El dibujo es la disciplina mediante la cual redescubro constantemente el mundo. He aprendido que lo que no he dibujado nunca lo he visto realmente y que cuando empiezo a dibujar algo ordinario me doy cuenta de lo extraordinario que es un puro milagro.
(Drawing is the discipline by which I constantly rediscover the world. I have learned that what I have not drawn I have never really seen and that when I start drawing an ordinary thing I realize how extraordinary it is sheer miracle.)
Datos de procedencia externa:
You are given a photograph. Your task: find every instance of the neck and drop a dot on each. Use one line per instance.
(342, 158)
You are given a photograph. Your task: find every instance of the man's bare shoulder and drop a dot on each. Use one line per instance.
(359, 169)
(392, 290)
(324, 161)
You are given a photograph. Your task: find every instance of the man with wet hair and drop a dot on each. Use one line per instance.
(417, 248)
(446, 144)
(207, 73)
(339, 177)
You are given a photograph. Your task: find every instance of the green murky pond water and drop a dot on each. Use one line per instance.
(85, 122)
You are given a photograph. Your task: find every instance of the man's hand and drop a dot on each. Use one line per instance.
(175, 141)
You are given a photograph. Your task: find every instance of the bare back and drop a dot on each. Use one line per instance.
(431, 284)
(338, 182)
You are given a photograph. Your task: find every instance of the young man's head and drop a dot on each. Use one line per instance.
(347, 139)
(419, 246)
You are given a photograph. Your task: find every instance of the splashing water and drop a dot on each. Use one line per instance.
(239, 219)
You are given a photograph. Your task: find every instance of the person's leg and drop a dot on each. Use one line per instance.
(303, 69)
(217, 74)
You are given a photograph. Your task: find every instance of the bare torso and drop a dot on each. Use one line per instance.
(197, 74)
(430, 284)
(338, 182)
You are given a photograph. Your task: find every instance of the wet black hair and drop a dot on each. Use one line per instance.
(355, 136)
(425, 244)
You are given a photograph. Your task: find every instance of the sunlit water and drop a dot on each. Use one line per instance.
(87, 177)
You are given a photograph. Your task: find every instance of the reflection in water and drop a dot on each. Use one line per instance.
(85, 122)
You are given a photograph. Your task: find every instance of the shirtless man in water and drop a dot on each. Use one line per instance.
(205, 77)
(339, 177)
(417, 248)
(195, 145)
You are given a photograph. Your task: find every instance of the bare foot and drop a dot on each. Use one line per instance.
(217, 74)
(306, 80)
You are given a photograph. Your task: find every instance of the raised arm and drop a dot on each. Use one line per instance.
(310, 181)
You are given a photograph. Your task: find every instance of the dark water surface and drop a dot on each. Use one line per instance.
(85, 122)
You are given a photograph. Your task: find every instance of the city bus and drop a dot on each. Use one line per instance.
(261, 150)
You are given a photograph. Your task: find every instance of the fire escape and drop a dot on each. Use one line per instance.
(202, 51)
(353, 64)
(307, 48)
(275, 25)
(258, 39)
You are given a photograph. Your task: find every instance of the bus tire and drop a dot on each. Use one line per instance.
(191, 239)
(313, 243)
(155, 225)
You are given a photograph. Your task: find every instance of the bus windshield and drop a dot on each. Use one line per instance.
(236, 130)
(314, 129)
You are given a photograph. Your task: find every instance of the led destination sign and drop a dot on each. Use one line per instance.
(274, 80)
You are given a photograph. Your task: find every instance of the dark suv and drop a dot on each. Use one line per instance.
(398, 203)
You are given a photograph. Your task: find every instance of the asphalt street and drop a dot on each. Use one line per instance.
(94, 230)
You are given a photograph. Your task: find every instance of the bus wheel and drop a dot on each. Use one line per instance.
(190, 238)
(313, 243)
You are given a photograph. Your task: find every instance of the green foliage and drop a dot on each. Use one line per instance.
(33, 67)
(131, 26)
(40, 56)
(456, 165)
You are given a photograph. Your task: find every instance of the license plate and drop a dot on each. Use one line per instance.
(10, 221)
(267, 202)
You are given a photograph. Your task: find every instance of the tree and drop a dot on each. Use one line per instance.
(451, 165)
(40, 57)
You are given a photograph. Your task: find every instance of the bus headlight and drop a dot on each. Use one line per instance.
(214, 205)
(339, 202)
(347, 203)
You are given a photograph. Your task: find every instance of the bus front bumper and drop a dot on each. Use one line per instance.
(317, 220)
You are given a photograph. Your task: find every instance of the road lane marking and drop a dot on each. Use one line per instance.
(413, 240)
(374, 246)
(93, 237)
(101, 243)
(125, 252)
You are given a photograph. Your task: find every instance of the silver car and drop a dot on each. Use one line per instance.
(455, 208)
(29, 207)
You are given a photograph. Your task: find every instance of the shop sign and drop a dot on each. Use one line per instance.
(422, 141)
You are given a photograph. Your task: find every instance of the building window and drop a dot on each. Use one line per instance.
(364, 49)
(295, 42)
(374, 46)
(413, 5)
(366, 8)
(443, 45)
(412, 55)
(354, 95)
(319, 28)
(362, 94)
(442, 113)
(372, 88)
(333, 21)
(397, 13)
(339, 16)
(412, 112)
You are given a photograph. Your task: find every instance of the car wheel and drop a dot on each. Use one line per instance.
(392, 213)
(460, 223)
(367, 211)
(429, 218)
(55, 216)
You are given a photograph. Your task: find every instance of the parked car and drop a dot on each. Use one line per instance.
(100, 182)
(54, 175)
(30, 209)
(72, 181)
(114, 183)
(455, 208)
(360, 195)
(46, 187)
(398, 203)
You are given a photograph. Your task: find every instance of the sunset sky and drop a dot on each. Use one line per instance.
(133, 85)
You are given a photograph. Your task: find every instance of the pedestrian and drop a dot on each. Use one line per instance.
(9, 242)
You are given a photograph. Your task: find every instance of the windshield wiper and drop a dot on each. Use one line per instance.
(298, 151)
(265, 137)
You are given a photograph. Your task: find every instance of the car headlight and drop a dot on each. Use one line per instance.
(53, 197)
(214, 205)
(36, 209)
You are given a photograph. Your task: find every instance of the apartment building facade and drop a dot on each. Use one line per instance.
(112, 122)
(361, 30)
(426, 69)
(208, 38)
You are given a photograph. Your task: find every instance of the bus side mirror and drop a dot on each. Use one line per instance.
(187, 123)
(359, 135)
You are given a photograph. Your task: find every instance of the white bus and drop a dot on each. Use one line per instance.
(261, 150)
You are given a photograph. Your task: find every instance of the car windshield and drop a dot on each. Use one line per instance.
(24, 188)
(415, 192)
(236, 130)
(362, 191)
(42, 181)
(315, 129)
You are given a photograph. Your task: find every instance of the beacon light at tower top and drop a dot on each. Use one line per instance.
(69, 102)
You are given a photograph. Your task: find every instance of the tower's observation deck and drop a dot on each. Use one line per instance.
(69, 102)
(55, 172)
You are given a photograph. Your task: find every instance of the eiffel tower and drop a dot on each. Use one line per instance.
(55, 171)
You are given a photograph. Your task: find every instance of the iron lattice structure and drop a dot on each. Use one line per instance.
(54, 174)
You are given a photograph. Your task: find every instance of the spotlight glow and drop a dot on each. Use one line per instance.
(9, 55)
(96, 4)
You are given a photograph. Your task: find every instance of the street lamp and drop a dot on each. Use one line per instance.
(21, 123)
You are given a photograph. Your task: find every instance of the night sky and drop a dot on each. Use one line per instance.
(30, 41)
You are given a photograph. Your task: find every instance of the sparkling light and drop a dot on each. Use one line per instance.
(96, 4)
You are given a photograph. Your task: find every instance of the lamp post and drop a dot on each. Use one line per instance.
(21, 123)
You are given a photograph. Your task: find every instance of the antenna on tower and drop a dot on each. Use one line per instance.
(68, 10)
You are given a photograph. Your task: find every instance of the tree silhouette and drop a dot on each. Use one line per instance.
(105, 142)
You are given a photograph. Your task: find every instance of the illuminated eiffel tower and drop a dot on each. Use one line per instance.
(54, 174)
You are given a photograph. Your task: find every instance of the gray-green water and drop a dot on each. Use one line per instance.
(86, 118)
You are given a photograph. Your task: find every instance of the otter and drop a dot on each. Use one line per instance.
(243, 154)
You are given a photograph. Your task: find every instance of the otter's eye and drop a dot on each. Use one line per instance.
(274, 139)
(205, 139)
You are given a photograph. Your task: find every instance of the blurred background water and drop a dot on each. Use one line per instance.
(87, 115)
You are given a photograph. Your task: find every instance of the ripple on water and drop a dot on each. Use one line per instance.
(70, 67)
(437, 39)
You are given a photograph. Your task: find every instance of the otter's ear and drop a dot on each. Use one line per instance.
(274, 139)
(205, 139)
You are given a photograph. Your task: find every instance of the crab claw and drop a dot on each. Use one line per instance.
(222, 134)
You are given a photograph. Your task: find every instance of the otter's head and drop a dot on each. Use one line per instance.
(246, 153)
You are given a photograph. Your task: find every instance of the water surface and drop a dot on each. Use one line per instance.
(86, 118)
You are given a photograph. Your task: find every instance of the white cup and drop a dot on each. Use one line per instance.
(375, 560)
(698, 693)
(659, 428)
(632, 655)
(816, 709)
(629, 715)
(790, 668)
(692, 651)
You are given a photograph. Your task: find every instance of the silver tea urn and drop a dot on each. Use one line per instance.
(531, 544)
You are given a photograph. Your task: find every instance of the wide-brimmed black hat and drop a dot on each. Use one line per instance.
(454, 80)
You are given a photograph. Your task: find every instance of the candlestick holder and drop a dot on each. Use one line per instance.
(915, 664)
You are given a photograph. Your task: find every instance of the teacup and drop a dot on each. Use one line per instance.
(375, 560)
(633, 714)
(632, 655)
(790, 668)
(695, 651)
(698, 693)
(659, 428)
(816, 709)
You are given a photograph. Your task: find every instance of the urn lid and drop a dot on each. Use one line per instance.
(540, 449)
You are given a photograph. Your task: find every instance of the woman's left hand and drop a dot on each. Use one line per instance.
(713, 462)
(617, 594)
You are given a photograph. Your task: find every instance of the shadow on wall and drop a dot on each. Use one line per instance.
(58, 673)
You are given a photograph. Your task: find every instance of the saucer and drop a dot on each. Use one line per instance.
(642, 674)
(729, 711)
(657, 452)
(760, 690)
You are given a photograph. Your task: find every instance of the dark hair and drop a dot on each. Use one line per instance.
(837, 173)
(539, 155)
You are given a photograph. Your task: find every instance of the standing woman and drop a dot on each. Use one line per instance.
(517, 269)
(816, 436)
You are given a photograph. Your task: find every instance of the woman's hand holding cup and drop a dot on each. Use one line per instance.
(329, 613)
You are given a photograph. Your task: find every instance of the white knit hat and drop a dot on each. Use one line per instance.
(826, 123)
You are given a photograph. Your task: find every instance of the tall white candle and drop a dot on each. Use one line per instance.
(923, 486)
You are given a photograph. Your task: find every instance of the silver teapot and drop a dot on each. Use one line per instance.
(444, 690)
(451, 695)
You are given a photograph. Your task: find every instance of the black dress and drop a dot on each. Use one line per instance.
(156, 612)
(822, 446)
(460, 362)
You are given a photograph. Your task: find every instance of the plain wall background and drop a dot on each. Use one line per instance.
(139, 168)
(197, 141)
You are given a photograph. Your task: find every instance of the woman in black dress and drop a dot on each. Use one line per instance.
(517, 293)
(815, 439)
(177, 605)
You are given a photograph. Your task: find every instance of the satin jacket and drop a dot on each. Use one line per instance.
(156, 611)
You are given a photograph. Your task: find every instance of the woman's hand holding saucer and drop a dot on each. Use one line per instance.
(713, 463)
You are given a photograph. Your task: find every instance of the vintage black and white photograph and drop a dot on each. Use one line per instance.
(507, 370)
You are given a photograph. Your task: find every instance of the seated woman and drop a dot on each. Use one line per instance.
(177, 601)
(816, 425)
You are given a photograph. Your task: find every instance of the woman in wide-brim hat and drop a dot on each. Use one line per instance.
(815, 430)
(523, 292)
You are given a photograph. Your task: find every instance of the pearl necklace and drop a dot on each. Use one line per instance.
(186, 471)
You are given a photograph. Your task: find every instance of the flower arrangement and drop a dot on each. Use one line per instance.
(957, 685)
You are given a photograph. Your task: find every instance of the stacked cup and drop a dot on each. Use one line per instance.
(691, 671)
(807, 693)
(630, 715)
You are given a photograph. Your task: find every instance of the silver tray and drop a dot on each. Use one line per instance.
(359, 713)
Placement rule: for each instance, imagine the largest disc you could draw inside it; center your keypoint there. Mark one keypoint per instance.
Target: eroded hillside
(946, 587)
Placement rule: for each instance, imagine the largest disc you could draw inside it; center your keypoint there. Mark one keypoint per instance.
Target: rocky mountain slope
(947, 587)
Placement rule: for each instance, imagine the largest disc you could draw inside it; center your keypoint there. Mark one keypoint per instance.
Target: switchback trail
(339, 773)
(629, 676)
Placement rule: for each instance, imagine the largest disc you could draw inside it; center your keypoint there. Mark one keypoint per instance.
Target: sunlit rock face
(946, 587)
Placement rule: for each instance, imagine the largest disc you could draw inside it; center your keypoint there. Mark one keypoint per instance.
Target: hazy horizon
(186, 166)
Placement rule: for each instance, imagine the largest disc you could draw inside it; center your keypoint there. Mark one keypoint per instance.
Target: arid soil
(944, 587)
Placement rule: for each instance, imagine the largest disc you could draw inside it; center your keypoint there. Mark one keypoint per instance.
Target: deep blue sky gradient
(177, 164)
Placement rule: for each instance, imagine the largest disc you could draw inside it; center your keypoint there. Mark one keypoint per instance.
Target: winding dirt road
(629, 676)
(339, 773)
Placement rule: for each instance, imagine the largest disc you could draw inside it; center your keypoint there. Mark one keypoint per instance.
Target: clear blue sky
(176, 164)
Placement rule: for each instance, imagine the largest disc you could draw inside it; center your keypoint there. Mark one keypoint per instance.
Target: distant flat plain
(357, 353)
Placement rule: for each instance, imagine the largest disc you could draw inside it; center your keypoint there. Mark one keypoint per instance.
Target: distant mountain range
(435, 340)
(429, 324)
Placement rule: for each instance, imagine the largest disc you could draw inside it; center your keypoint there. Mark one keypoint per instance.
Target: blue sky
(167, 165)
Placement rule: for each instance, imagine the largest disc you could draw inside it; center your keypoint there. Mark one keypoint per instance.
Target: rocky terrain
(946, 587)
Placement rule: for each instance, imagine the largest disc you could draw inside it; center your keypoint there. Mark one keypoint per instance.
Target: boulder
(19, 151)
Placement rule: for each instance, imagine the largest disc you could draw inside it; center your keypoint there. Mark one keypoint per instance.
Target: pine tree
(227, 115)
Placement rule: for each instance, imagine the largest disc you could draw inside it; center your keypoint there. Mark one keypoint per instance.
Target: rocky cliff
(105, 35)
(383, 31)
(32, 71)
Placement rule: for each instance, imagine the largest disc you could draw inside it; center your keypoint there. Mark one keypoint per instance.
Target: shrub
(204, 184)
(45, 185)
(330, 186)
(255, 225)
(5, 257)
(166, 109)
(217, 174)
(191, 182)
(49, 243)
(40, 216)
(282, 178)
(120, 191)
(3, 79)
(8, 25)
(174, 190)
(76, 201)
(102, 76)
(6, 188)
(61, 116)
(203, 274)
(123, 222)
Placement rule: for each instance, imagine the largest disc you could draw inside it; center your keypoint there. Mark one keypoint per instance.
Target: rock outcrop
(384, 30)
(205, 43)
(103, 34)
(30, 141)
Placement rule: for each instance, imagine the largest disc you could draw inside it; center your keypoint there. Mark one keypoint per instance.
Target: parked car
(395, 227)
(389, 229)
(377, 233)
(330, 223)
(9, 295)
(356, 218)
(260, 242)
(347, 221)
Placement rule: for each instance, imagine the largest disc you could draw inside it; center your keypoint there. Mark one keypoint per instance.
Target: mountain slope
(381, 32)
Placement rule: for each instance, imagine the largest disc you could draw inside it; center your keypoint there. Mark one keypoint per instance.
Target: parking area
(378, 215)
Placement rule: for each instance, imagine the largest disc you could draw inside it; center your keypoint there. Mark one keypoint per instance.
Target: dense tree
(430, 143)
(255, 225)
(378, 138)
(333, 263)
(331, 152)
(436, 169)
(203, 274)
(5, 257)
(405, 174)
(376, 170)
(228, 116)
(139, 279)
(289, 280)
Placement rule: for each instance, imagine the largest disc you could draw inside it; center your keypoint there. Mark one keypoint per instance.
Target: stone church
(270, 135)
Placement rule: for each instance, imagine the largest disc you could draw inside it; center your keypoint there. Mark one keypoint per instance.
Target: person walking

Esta cita de Frederick Franck captura de manera conmovedora el poder transformador del dibujo, no solo como técnica artística sino como una forma profunda de percibir la realidad. Sugiere que el dibujo facilita un compromiso más profundo con el mundo, uno que trasciende la observación a nivel de superficie. En el acto de dibujar, el artista se compromete a ver verdaderamente, descomponiendo lo ordinario en sus detalles y matices fundamentales. Este proceso revela la naturaleza extraordinaria que se encuentra dentro de lo mundano. Franck implica que sin este esfuerzo activo y consciente por capturar y comprender, nuestra percepción sigue siendo, en el mejor de los casos, superficial; podríamos pasar por alto innumerables detalles y maravillas sin registrarlas verdaderamente.
Desde una perspectiva más amplia, esta idea habla de una verdad universal sobre la atención y la conciencia. En el mundo moderno y acelerado, muchos de nosotros hojeamos la vida sin reconocer verdaderamente la singularidad de nuestro entorno cotidiano. El dibujo, como disciplina y práctica meditativa, fomenta la "visión lenta", una observación intencional y concentrada que mejora la apreciación y la conexión. Además, reflexiona sobre la naturaleza de la creatividad y el aprendizaje: es a través de la creación y la participación activas como se profundiza la comprensión. La cita resuena más allá del arte y anima a todas las personas a abordar la vida con curiosidad y atención para descubrir maravillas ocultas en lo que podría parecer común.
En última instancia, esta cita eleva el dibujo más allá de una mera habilidad; es un camino hacia el redescubrimiento y el asombro, que nos invita a apreciar la simetría, la complejidad y la belleza inherentes a todo lo que normalmente pasamos por alto.